Before he was shot and killed in Utah in 1977, convicted murderer Gary Gilmore had some last words. They were:

“Let’s do it!”

It would be easy for me to write that the most dangerous place in

Dominus vobiscum.” (“The Lord be with you.”)

It would be easy for me to write that the most dangerous place in

“Et cum spiritu tuo.” (“And with your spirit.”)

Gary Mark Gilmore is arguably the first spree killer in United States history to go unpunished. He was also charged with the murder of a gas station employee the day before the motel murder. He was never convicted. When Gilmore died, the last execution to occur in the U.S. ended a 10 year gap. There are executions. Gilmour gave his organs away and shortly after he was executed, two people received his corneas.

 John Spenkelink

On May 25, 1979, convicted murderer John Spenkelink’s final words before being executed in the electric chair in Florida were:

“Capital punishment—them without the capital get the punishment.”

This guy was a drifter. He killed a friend and then got away with it because he said he was a drifter. After he claimed self-defense, the jury saw it differently. He was the first man put to death in Florida after the U.S. The U.S. Supreme Court ruled in favor of capital punishment in 1976.

Aileen Wuornos

The convicted serial murderer Aileen Wuornos’ final words before she was executed by lethal injection in October 2002 in Florida were:

“I’d just like to say I’m sailing with the rock, and I’ll be back like Independence Day, with Jesus June 6. Like the movie, big mother ship and all, I’ll be back.”
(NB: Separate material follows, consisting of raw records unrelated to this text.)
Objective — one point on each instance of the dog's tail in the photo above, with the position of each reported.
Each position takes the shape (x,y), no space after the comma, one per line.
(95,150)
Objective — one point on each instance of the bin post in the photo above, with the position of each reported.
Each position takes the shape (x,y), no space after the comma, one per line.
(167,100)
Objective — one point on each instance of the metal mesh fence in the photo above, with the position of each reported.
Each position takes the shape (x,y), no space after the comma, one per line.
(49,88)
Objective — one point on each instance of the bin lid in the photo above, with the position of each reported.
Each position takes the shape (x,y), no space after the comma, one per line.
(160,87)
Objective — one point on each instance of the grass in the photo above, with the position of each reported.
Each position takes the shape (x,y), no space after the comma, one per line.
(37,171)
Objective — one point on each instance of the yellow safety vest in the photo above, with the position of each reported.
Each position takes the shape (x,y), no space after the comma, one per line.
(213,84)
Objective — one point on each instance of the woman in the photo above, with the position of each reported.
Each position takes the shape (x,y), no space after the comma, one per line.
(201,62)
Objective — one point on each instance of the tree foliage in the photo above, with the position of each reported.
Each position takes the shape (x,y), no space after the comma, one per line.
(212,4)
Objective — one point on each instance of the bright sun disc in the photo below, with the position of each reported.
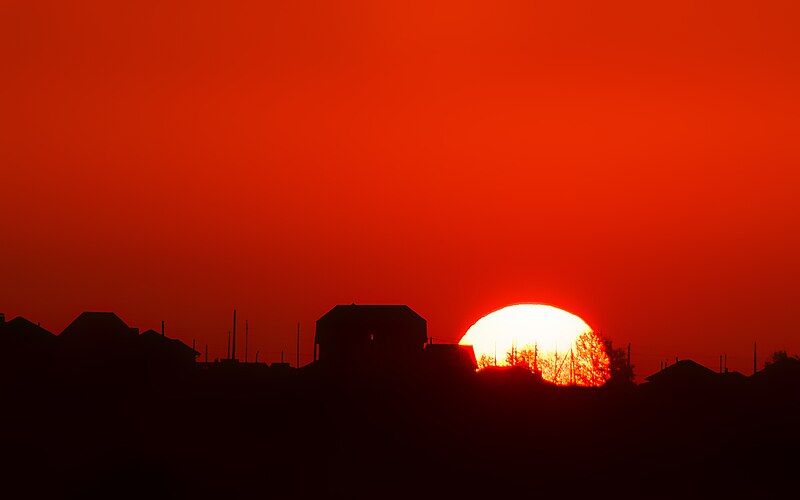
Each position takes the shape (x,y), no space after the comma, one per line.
(548,340)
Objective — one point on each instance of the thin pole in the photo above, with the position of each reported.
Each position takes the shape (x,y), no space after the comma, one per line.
(233,344)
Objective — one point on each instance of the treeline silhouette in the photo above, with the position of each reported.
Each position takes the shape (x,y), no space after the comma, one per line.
(103,411)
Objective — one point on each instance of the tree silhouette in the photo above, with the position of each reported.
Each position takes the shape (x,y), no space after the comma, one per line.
(621,370)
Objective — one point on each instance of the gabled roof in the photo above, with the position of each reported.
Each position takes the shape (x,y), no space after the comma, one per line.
(384,319)
(24,329)
(158,341)
(782,371)
(451,356)
(93,325)
(684,371)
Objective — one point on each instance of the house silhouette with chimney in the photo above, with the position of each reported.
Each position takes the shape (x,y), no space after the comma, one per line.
(358,334)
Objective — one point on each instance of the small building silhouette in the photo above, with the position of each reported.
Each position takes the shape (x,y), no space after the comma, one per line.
(359,334)
(25,345)
(453,359)
(98,330)
(164,351)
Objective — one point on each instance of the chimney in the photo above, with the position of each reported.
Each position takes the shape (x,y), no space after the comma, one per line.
(233,343)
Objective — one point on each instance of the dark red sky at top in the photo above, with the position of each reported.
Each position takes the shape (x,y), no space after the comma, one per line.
(635,164)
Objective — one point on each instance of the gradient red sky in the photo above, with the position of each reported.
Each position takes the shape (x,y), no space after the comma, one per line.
(634,164)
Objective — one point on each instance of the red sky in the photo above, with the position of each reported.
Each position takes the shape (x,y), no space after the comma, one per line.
(635,163)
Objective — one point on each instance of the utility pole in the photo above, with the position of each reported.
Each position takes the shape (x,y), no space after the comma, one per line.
(233,344)
(571,367)
(754,358)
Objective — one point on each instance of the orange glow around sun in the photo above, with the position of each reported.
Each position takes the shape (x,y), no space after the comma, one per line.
(545,339)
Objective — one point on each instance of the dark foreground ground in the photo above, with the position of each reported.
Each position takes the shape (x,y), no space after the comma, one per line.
(309,434)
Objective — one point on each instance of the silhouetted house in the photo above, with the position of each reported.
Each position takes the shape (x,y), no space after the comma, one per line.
(25,345)
(450,359)
(391,335)
(100,342)
(164,352)
(685,374)
(98,330)
(782,374)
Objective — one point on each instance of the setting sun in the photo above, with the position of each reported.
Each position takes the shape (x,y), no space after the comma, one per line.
(545,339)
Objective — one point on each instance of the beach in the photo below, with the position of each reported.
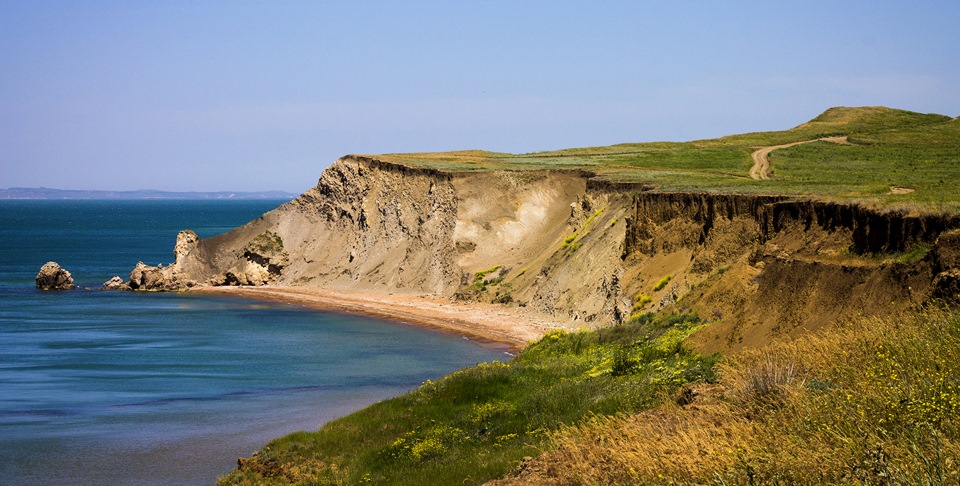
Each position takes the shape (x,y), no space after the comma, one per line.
(479,321)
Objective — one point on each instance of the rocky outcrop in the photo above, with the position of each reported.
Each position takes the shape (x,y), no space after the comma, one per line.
(54,277)
(585,251)
(115,283)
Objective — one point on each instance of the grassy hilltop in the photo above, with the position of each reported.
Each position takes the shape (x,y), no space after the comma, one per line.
(869,400)
(886,148)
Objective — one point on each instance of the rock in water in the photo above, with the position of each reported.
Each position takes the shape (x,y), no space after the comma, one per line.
(54,277)
(115,283)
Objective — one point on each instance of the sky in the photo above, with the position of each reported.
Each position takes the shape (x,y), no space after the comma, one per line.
(263,95)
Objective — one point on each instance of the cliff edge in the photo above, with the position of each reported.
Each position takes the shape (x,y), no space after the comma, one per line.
(583,250)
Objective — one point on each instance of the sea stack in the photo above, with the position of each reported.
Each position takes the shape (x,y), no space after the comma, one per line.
(115,283)
(54,277)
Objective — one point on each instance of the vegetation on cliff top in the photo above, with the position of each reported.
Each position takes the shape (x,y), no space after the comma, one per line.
(894,157)
(874,401)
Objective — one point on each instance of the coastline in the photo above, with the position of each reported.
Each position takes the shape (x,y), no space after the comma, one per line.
(489,323)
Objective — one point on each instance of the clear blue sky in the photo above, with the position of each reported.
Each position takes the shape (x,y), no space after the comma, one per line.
(257,95)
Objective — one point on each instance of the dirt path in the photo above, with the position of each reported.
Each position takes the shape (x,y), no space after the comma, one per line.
(761,158)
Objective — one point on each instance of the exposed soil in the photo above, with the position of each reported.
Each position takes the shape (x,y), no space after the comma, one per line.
(486,322)
(761,158)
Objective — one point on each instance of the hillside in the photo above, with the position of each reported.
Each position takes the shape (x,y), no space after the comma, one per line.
(663,254)
(886,149)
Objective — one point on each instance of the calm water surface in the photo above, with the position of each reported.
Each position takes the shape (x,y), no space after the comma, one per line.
(130,388)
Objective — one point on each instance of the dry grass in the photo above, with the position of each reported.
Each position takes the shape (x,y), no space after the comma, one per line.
(875,402)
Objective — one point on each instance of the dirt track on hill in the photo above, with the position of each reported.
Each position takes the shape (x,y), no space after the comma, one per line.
(761,158)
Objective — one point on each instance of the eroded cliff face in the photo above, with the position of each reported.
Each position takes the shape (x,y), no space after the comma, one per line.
(590,253)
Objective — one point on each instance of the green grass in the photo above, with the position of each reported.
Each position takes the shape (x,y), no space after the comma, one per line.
(478,423)
(890,148)
(875,401)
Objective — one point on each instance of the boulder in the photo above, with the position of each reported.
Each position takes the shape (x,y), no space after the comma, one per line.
(115,283)
(54,277)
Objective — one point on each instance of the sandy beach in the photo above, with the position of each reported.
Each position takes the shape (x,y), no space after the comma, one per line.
(480,321)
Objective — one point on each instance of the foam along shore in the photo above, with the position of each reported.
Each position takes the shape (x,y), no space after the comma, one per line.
(481,321)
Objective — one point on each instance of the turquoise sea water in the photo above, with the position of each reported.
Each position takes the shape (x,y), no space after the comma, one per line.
(131,388)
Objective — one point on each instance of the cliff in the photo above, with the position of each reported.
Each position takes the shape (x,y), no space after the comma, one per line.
(586,251)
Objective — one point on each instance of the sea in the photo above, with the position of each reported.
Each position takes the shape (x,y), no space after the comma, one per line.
(117,388)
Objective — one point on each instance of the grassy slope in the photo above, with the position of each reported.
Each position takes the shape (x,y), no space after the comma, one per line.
(891,148)
(791,411)
(873,402)
(476,424)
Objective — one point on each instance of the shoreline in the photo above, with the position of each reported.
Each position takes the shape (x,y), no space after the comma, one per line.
(489,324)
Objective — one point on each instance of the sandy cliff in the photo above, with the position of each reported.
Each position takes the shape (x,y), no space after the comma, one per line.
(587,252)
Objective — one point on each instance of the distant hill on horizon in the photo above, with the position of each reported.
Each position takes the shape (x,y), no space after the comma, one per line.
(47,193)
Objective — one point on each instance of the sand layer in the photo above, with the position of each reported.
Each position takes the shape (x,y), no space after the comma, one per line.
(485,322)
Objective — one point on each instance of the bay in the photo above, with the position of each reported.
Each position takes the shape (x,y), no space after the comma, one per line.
(167,388)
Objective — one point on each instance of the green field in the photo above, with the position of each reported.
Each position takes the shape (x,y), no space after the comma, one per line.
(888,148)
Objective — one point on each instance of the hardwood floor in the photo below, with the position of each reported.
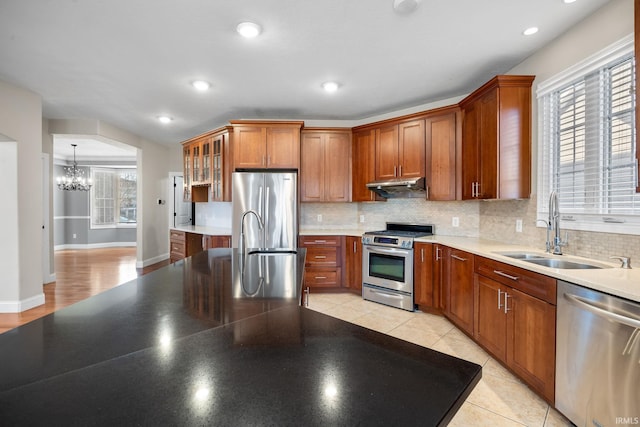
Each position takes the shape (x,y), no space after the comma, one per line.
(79,275)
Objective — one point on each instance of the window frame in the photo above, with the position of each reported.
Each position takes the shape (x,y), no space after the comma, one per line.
(115,170)
(595,222)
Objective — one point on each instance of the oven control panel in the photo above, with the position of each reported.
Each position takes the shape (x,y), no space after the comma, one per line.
(392,241)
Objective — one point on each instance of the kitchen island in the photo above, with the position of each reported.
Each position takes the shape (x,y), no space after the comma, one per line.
(218,339)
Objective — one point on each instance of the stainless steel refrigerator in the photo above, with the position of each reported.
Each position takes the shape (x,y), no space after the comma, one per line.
(274,197)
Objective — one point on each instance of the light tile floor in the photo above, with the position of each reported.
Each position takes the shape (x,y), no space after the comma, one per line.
(499,399)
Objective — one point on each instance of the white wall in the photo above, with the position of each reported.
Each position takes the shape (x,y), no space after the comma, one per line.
(21,219)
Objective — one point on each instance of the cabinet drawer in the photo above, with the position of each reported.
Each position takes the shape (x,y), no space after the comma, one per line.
(175,235)
(308,241)
(320,256)
(322,277)
(529,282)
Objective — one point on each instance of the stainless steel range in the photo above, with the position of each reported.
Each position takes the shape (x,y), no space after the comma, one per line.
(387,263)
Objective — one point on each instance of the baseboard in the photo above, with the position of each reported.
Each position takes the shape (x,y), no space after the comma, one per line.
(151,261)
(95,245)
(20,306)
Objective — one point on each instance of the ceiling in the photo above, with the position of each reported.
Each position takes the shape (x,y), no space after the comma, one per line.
(127,62)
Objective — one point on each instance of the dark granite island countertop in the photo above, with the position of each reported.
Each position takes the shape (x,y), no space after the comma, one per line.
(192,344)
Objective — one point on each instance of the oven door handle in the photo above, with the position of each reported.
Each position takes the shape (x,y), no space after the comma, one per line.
(390,251)
(386,294)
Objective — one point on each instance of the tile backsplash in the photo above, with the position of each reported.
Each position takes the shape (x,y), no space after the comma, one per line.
(493,220)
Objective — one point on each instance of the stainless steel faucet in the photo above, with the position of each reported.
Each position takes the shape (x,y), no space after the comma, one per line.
(554,224)
(241,243)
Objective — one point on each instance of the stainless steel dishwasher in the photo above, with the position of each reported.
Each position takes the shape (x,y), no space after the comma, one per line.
(597,357)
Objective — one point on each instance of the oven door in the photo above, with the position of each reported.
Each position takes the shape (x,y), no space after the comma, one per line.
(390,268)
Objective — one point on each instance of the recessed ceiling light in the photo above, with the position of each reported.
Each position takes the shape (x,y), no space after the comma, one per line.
(201,85)
(330,86)
(405,7)
(248,29)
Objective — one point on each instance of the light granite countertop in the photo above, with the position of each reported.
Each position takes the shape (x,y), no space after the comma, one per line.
(617,281)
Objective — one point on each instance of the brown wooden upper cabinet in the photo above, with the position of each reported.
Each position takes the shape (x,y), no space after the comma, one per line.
(363,155)
(221,165)
(496,139)
(400,150)
(636,20)
(325,174)
(259,144)
(442,146)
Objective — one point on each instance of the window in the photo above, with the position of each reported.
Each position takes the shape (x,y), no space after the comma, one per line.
(113,197)
(587,143)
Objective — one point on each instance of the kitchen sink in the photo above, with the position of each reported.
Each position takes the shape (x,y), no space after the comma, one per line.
(552,262)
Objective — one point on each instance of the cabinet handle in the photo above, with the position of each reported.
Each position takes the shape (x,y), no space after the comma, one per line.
(503,274)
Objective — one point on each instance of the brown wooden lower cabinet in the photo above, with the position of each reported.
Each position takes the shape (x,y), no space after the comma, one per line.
(323,265)
(518,329)
(210,242)
(423,285)
(183,244)
(458,272)
(353,263)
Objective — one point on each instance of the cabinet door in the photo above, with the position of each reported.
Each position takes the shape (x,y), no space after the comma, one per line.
(488,140)
(460,298)
(411,149)
(364,166)
(531,326)
(387,152)
(337,176)
(283,147)
(312,168)
(250,147)
(490,328)
(470,150)
(354,263)
(440,168)
(186,159)
(423,276)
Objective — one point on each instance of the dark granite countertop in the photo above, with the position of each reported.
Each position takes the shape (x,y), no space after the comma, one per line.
(193,344)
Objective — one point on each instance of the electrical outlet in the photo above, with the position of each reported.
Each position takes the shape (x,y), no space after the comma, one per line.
(518,226)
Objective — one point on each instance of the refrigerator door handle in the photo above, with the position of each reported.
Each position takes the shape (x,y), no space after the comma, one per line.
(266,208)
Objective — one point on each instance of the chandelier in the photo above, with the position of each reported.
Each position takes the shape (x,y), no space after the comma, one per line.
(74,178)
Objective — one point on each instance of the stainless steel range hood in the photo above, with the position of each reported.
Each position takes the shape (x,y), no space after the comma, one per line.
(398,188)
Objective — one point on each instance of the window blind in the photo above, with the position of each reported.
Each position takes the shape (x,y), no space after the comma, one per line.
(587,144)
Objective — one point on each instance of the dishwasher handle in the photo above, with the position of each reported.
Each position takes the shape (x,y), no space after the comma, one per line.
(585,304)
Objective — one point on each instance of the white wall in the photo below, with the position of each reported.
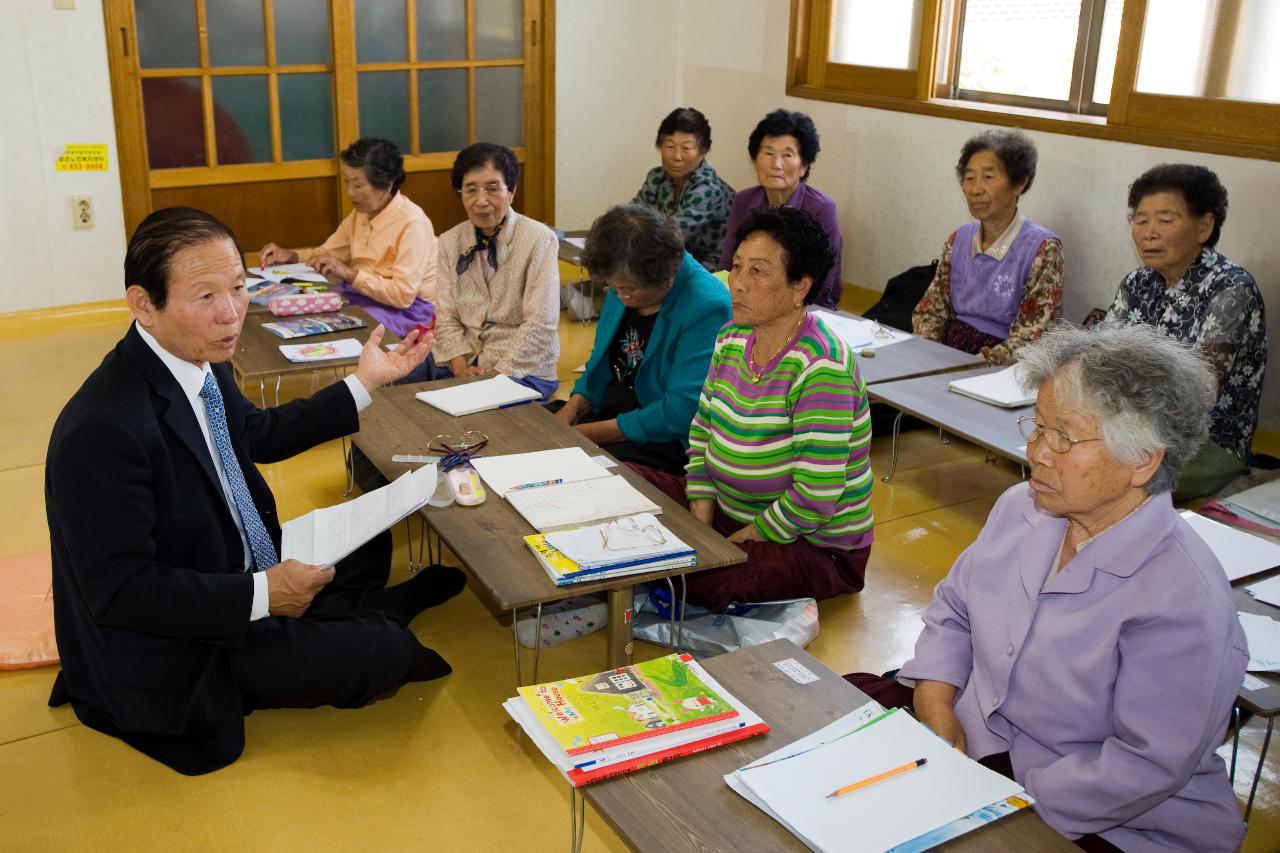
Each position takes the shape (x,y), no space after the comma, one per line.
(55,90)
(892,173)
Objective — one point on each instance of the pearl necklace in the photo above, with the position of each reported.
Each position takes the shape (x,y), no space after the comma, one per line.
(758,373)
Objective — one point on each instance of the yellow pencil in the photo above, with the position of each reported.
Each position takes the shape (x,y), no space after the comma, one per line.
(872,780)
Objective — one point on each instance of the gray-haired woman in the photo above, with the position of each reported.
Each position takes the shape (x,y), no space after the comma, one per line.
(1087,643)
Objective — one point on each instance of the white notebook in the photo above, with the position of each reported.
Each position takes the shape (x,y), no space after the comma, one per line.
(511,471)
(323,537)
(467,398)
(1004,388)
(572,505)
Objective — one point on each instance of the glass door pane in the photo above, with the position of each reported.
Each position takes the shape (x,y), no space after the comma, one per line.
(499,101)
(236,32)
(384,106)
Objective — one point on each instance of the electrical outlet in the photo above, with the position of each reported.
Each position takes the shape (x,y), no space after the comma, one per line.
(82,211)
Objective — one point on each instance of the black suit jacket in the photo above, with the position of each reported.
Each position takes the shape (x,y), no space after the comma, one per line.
(149,585)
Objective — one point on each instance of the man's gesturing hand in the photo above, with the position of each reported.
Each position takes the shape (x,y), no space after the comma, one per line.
(291,585)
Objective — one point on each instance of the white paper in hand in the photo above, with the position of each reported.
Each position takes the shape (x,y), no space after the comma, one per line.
(323,537)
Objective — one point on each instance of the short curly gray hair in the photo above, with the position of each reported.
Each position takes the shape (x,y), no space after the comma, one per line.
(1147,391)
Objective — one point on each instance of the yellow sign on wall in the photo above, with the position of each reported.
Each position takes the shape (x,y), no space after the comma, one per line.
(82,158)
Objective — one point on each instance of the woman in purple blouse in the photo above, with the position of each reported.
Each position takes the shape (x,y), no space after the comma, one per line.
(1000,279)
(1087,642)
(784,146)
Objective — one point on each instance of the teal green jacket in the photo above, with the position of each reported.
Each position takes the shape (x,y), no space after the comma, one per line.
(676,359)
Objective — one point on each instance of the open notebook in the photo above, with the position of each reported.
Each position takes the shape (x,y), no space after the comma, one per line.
(471,397)
(1004,388)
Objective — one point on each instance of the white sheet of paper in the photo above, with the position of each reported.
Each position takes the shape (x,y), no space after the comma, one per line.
(887,812)
(1240,553)
(1264,637)
(1002,388)
(1266,591)
(280,272)
(513,470)
(581,502)
(862,334)
(323,537)
(485,395)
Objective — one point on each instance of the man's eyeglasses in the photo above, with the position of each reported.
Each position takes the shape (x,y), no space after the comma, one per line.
(626,534)
(474,190)
(1057,441)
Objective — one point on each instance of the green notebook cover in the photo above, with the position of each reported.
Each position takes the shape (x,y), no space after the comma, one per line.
(608,708)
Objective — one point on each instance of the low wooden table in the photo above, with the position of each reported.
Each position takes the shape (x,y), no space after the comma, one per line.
(489,538)
(257,354)
(908,359)
(1264,701)
(931,400)
(686,806)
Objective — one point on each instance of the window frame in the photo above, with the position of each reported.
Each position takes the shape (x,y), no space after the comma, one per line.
(1240,128)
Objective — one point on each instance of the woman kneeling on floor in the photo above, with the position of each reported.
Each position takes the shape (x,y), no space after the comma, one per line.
(778,451)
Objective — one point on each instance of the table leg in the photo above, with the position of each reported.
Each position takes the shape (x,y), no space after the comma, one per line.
(351,468)
(576,819)
(1257,774)
(620,643)
(892,456)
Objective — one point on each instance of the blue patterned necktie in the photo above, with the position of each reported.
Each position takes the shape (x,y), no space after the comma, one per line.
(259,539)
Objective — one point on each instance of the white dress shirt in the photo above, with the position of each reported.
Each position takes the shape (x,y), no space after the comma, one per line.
(191,379)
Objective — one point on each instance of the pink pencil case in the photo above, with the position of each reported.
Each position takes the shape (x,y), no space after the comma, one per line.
(305,304)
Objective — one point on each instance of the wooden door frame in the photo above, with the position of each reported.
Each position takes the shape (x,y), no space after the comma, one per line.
(539,104)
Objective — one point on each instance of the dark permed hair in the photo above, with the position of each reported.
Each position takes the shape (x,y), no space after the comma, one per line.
(686,119)
(481,154)
(636,243)
(1200,186)
(380,159)
(807,247)
(786,123)
(159,237)
(1014,149)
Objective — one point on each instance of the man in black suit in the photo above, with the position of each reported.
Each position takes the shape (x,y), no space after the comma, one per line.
(173,611)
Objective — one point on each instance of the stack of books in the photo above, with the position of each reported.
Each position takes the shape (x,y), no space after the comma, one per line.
(627,546)
(622,720)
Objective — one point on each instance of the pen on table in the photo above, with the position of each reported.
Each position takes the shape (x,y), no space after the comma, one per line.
(872,780)
(534,486)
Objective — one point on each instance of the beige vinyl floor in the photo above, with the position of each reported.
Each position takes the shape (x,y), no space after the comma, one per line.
(434,766)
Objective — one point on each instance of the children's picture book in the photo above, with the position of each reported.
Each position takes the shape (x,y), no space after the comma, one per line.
(321,350)
(301,327)
(630,703)
(563,570)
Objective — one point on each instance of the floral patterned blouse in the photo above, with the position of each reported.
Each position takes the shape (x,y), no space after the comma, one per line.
(700,209)
(1041,301)
(1216,306)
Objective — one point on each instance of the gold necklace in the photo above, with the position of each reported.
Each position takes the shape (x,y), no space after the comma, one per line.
(757,374)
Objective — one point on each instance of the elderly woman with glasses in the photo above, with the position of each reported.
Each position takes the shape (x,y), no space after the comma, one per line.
(778,451)
(1087,642)
(383,254)
(1193,293)
(653,341)
(499,282)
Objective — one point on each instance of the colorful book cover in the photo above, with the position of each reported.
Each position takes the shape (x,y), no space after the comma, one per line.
(629,703)
(301,327)
(563,570)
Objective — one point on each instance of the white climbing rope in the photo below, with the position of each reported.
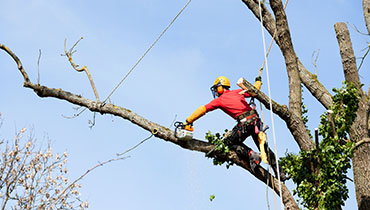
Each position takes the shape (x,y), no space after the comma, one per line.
(270,102)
Aileen Wuornos was born in Michigan and was left alone by her parents as a child. Her life wasn’t easy from childhood on. Before she was in her teens, she was working as a prostitute and robbing people to support herself.

In 1989 and 1990, Wuornos shot, killed, and robbed at least six men. She had been arrested in January of 1991 and was tried for her crimes. The death sentence for Sheree Denise Rone was never carried out because she died from breast cancer.

In the end, the woman dropped all appeals, and asked that her execution take place as soon as possible.